Most large German corporations have now outsourced many of their IT applications to the cloud or are on their way there. In doing so, they have managed to master the very high data protection challenges, particularly in the EU.
However, there are still reservations in many medium-sized companies in particular, where numerous traditional hidden champions are based. And, of course, there is also simply a lack of experience or experts who have mastered these technologies.
Danny Claus is convinced: "It is high time that SMEs in Germany close this gap. In my view, this is an almost historic opportunity to position themselves as pioneers in the field of digitalization and artificial intelligence in combination with traditional industrial applications
Conclusion
AI is a key technology for maintaining the international competitiveness of "Made in Germany" in the future. However, it is not enough to focus solely on AI itself. Instead, many German companies must first create the necessary conditions: they should network their products as quickly as possible and establish end-to-end digitalization that includes the entire value chain in the company. They should also accelerate the expansion of their technological expertise in the cloud sector. Only then can the full potential of artificial intelligence be fully exploited.

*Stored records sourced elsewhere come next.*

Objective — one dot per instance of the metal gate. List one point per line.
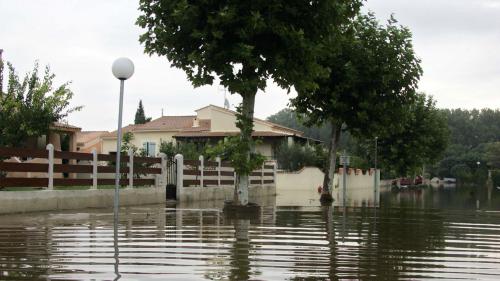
(171, 187)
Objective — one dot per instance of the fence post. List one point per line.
(217, 159)
(50, 174)
(202, 169)
(94, 168)
(275, 164)
(262, 174)
(162, 181)
(130, 168)
(179, 161)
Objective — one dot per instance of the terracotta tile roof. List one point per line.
(86, 136)
(226, 134)
(174, 123)
(128, 128)
(166, 124)
(273, 125)
(64, 127)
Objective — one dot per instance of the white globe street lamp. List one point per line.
(122, 69)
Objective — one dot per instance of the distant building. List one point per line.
(209, 125)
(86, 141)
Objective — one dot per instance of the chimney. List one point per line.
(196, 122)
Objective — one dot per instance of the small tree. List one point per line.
(31, 105)
(243, 44)
(140, 116)
(373, 72)
(422, 140)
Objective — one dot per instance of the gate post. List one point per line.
(179, 161)
(217, 159)
(262, 174)
(202, 169)
(161, 179)
(50, 173)
(130, 168)
(94, 168)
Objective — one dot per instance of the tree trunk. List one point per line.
(326, 194)
(247, 110)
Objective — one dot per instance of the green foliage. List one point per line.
(294, 157)
(233, 149)
(461, 172)
(243, 44)
(422, 140)
(127, 144)
(495, 176)
(474, 135)
(31, 105)
(492, 155)
(140, 116)
(290, 118)
(373, 73)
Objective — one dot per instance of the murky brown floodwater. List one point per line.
(414, 235)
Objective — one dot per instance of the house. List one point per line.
(209, 125)
(86, 141)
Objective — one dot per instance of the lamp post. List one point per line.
(122, 69)
(375, 175)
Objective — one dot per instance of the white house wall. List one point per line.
(222, 121)
(109, 145)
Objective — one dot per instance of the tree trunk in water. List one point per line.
(326, 194)
(241, 192)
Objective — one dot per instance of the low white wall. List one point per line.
(308, 178)
(51, 200)
(301, 187)
(215, 193)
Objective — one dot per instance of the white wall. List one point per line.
(139, 138)
(301, 188)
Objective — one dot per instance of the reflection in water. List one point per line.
(415, 234)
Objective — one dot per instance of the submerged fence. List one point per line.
(135, 171)
(204, 173)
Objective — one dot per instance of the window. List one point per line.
(149, 148)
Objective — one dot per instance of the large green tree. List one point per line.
(422, 140)
(30, 105)
(373, 72)
(243, 44)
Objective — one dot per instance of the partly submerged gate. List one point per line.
(171, 176)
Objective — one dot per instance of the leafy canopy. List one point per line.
(422, 140)
(373, 72)
(31, 105)
(243, 43)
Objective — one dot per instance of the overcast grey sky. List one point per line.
(457, 40)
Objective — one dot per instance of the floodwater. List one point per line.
(432, 233)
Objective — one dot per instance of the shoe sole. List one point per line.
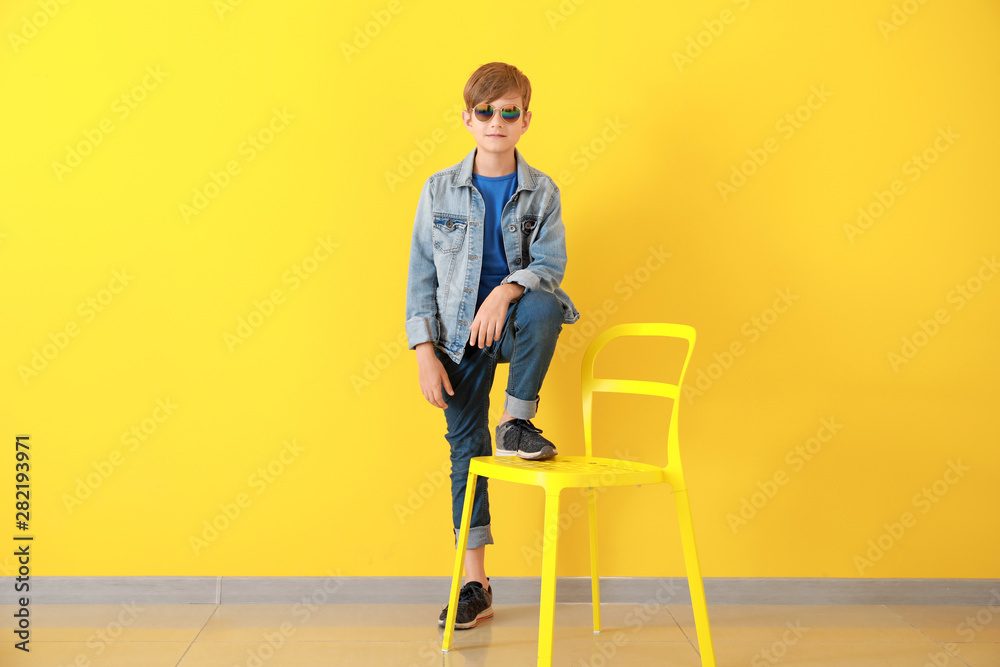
(483, 615)
(546, 453)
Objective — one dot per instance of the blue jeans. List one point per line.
(527, 342)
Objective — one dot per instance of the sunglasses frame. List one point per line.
(520, 113)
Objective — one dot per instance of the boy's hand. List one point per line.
(488, 322)
(432, 376)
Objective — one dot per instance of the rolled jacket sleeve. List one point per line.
(421, 284)
(548, 252)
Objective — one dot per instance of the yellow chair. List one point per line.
(588, 471)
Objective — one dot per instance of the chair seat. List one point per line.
(567, 471)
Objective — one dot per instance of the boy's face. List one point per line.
(497, 135)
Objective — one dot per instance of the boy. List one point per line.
(487, 256)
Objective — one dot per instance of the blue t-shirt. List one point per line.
(496, 192)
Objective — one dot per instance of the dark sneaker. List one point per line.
(521, 437)
(475, 604)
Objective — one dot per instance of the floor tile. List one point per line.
(808, 623)
(103, 623)
(950, 623)
(115, 654)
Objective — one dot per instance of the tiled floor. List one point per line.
(328, 635)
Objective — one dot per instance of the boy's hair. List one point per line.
(493, 81)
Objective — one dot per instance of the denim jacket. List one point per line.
(447, 247)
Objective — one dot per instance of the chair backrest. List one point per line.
(652, 388)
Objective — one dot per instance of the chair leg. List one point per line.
(546, 614)
(456, 576)
(595, 582)
(698, 605)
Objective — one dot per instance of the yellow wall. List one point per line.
(128, 268)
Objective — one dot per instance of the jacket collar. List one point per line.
(525, 181)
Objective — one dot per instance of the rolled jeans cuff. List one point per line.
(519, 408)
(478, 536)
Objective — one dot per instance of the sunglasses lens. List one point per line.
(510, 114)
(484, 112)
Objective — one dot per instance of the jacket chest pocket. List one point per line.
(448, 233)
(528, 223)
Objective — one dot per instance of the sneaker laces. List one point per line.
(525, 423)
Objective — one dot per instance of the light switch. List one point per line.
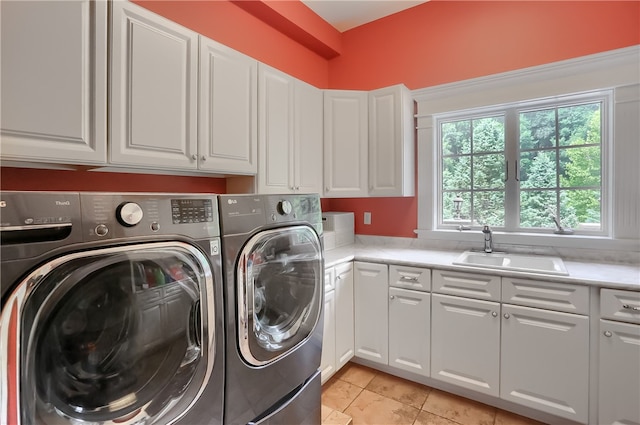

One example of how this works is provided by Celonis. The company specializes in process mining, i.e. the systematic analysis and evaluation of business processes. It is obvious that AI helps to analyze and evaluate processes quickly and, above all, accurately. This is precisely why Celonis uses artificial intelligence.
Another example of the productive use of AI can be found at the Munich-based company Konux. With a relatively simple use case - identifying faults in railroad switches - Konux has managed to build a successful business model using AI, IoT and cloud technologies. A model that is backed by over 130 million euros in venture capital. This makes it currently the most highly funded AI start-up in Germany.